// THE MOAT
THE SCIENCE OF NOT
LYING TO YOURSELF.
We didn't invent the cognitive science of learning. We built a system that combines generation-grading, calibration measurement, confusable-concept discrimination, and sleep-anchored scheduling in one product — a compound architecture no single competitor has assembled.
Every feature in Memblit is backed by decades of peer-reviewed research. Here is the literature, and the engineering commitments, that underpin the product.
01 // THE GENERATION EFFECT
Self-generated answers are retained far better than answers a learner merely reads or recognizes. Flipping a flashcard is a reading event. Answering a prompt from scratch is a generation event.
Reference: Slamecka & Graf, 1978. "The generation effect: Delineation of a phenomenon." Journal of Experimental Psychology.
[DOI: 10.1037/0278-7393.4.6.592]
02 // THE ILLUSION OF COMPETENCE & CALIBRATION
Learners are demonstrably bad at knowing what they know. The same cue-then-answer structure that makes flashcards easy to build also creates false confidence. This is why Memblit measures the calibration delta between what you predict you know and what you actually know.
Reference: Koriat & Bjork, 2005. "Illusions of competence in monitoring one's knowledge during study." Journal of Experimental Psychology.
[DOI: 10.1037/0278-7393.31.2.187]
Reference: Koriat, Lichtenstein & Fischhoff, 1980. "Reasons for confidence." Journal of Experimental Psychology.
[DOI: 10.1037/0278-7393.6.2.107]
03 // SELF-EXPLANATION
Prompting a learner to generate their own explanation produces massive learning gains (g = 0.67), but if a system (like an AI tutor) hands the learner the explanation, the benefit collapses. We force you to explain it to us.
Reference: Bisra et al., 2018. "Inducing Self-Explanation: a Meta-Analysis." Educational Psychology Review.
[DOI: 10.1007/s10648-018-9434-x]
04 // INTERLEAVING AS DISCRIMINATION TRAINING
Mixing content isn't enough. Interleaving works because it forces the learner to select the correct approach among confusable alternatives. Memblit clusters commonly confused concepts and forces discrimination between them.
Reference: Rohrer et al., 2014. "Teaching spaced and interleaved mathematics." Journal of Educational Psychology.
[DOI: 10.1037/edu0000001]
05 // SLEEP CONSOLIDATION
The largest single consolidation event in memory formation happens during the first night of NREM sleep after learning. Memblit schedules around your sleep consolidation windows, not just elapsed calendar days.

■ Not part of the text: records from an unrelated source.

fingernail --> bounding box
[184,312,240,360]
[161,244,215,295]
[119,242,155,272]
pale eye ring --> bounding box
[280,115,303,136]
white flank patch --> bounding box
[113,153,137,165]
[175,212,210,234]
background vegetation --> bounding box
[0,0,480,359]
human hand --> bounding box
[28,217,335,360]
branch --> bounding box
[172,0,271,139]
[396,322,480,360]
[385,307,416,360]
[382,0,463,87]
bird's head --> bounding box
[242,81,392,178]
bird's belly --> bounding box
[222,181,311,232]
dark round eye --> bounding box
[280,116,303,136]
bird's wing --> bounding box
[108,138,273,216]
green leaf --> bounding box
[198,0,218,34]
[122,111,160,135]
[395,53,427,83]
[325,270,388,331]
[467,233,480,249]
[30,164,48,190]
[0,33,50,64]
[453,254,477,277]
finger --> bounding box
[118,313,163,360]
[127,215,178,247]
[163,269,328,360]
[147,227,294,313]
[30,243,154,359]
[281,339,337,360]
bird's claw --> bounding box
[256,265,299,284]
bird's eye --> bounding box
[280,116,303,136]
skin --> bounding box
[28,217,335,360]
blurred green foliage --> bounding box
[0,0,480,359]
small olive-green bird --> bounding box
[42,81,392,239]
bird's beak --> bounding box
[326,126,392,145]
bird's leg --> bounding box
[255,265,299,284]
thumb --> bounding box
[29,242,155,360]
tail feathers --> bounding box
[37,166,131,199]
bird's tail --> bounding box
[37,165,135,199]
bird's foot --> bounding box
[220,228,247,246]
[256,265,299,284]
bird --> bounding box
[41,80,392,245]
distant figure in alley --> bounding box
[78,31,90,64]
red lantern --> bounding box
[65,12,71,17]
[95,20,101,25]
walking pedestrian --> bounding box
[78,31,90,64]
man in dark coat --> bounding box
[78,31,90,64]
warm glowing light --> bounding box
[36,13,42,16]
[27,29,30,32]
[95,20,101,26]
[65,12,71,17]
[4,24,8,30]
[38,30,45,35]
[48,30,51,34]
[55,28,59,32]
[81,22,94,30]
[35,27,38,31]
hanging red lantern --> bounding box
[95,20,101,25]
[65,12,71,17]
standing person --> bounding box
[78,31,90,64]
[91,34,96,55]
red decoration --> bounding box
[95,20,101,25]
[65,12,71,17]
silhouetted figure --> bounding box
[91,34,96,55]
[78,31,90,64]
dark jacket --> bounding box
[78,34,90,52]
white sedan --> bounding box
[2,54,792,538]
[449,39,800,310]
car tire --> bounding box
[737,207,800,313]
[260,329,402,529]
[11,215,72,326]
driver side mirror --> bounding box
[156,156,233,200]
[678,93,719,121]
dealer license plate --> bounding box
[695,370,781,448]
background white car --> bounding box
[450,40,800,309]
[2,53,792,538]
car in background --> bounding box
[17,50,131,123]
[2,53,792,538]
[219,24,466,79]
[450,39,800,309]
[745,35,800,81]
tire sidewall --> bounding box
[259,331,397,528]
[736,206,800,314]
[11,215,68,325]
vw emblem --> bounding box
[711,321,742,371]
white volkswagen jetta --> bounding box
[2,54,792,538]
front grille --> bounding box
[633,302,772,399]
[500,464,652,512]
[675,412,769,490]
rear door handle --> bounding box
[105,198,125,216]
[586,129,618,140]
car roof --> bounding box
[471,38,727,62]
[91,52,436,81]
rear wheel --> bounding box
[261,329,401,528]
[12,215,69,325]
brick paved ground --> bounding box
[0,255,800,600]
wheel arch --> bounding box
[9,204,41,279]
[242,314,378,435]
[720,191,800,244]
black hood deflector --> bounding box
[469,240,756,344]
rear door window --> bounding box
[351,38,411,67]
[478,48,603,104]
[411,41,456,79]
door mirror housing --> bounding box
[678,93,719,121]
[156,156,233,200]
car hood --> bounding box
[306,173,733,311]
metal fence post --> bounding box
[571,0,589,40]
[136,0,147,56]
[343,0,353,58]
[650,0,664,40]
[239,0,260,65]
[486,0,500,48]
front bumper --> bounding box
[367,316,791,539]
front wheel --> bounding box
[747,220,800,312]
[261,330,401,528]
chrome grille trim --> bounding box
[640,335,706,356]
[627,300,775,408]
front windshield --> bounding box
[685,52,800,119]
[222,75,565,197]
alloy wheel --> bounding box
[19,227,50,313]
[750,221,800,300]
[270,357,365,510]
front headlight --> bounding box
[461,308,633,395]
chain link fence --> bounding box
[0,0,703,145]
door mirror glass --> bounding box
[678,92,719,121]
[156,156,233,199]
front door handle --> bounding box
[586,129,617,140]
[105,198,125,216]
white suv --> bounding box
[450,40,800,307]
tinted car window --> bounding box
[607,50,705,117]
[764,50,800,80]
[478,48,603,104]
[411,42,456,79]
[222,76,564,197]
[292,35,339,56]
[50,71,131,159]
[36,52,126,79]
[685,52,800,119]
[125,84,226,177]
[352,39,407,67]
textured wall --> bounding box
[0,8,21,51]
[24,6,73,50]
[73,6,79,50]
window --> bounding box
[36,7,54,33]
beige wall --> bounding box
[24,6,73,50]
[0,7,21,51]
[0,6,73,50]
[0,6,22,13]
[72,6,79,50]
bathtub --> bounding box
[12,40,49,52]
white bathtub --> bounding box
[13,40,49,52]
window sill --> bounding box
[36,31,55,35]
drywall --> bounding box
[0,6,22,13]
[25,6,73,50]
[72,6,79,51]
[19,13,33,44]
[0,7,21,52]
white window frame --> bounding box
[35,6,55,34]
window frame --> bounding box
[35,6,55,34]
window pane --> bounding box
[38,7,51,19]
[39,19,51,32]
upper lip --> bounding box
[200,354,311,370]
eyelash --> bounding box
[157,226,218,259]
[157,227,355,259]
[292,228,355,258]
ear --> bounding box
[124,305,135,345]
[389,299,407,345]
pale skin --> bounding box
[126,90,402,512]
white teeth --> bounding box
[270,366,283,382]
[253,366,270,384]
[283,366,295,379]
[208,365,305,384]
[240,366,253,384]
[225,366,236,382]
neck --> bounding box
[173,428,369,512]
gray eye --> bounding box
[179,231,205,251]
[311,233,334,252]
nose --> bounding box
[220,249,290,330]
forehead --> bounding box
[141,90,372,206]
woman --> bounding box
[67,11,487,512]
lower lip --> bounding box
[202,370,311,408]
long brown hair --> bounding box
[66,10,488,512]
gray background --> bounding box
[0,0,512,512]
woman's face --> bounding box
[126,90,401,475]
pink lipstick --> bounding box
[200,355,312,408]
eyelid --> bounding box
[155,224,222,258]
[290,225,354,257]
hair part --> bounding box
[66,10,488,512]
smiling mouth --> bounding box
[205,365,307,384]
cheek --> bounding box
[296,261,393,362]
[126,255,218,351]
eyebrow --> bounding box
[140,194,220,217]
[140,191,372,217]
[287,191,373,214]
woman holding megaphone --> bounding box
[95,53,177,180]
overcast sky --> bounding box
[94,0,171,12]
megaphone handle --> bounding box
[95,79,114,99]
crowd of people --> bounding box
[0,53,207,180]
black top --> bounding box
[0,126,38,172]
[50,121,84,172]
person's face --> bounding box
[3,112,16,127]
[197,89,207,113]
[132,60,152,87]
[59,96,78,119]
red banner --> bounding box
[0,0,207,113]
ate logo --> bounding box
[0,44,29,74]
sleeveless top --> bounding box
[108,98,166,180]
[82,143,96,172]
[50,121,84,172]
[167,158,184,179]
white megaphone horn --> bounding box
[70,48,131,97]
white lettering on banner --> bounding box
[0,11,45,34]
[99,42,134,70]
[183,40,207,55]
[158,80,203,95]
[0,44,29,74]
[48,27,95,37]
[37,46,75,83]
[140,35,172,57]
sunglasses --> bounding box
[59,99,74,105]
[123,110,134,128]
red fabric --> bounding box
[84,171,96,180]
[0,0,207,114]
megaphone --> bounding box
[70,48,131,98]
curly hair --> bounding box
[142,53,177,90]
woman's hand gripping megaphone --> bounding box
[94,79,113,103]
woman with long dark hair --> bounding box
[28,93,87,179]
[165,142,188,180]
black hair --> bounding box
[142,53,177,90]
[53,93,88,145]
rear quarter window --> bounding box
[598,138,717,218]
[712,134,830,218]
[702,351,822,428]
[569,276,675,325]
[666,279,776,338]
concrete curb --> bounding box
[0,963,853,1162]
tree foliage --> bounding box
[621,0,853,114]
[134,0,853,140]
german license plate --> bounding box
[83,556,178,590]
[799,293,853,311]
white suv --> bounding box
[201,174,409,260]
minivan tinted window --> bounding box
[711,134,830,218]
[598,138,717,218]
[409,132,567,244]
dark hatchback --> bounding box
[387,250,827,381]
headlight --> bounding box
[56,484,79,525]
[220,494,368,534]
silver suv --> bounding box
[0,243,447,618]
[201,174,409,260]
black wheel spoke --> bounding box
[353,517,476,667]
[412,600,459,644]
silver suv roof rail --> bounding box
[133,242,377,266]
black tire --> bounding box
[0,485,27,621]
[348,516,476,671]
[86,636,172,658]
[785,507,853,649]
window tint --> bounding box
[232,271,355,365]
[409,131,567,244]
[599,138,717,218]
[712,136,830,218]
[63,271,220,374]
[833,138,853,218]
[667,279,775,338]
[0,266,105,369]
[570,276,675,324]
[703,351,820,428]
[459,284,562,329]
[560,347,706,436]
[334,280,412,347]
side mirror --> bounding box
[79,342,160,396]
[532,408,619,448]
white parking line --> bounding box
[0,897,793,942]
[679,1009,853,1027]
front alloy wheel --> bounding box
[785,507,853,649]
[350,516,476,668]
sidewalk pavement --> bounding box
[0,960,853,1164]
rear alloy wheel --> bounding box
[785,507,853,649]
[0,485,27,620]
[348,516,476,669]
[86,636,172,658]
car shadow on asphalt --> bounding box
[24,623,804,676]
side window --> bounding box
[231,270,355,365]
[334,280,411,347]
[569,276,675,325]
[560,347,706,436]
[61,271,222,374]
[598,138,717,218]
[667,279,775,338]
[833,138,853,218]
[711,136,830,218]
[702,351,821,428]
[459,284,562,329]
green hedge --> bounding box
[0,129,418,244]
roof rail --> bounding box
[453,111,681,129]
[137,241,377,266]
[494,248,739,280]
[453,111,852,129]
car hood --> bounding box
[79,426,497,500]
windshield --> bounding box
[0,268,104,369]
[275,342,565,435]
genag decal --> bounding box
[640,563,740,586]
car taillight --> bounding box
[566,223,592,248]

Reference: Murre & Dros, 2015. "Replication and Analysis of Ebbinghaus' Forgetting Curve." PLoS One.
[DOI: 10.1371/journal.pone.0120644]
Reference: Hu et al., 2020. "Targeted memory reactivation during sleep." Psychological Bulletin.
[DOI: 10.1037/bul0000230]
06 // THE AI CRUTCH EFFECT
Unrestricted AI tutoring improves practice scores but can lower unaided exam performance because students rely on it as a crutch. Memblit is designed to prevent this by never handing you the answer directly.
Reference: Axios / Wharton Study, 2024. "AI Tutors in Education."
[Link: axios.com/2024...]
07 // GRADING CONSISTENCY
AI grading of free-text answers reaches 65–85% agreement with human markers, depending on rubric complexity. That ceiling is real, and pretending otherwise is how products ship inconsistent scores. Memblit's response: every submission is graded twice at temperature zero. If the two scores diverge by more than 8 points, a third pass breaks the tie, and the disagreement is logged as a first-class metric (grading_consistency_rate) tracked from day one.
Engineering commitment: Double-grading at temp 0, third-pass on >8pt divergence, grading_disagreement_flag tracked per submission. This directly prevents the inconsistent-scoring failure mode documented in competitor user reviews.
08 // THE KNOWLEDGE ONTOLOGY
Traditional study tools track items in flat lists. Memblit structures every concept a student has produced into a graph: concept_units as nodes, confusable_pairs as edges, with calibration history and consolidation state attached to each. While calibration training has strong theoretical and adjacent empirical grounding, Memblit is actively testing this exact architectural application at scale. This is an architecture moat — it compounds with usage data and cannot be replicated by uploading the same material to another app.
Architecture note: The distinction between architecture moats (compound with data) and content moats (copyable with contractor-hours) is the central design principle. Memblit's differentiation rests on the former, never the latter.
09 // YOUR CONCEPT GRAPH
Every node is a concept you've proven (or failed to prove). Every edge links concepts your brain keeps confusing. Green nodes are well-calibrated. Pink nodes are where you're overconfident. No competitor combines a concept-relationship graph with calibration scoring and confusable-pair discrimination — because none of them track the relationships between what you know and what you think you know.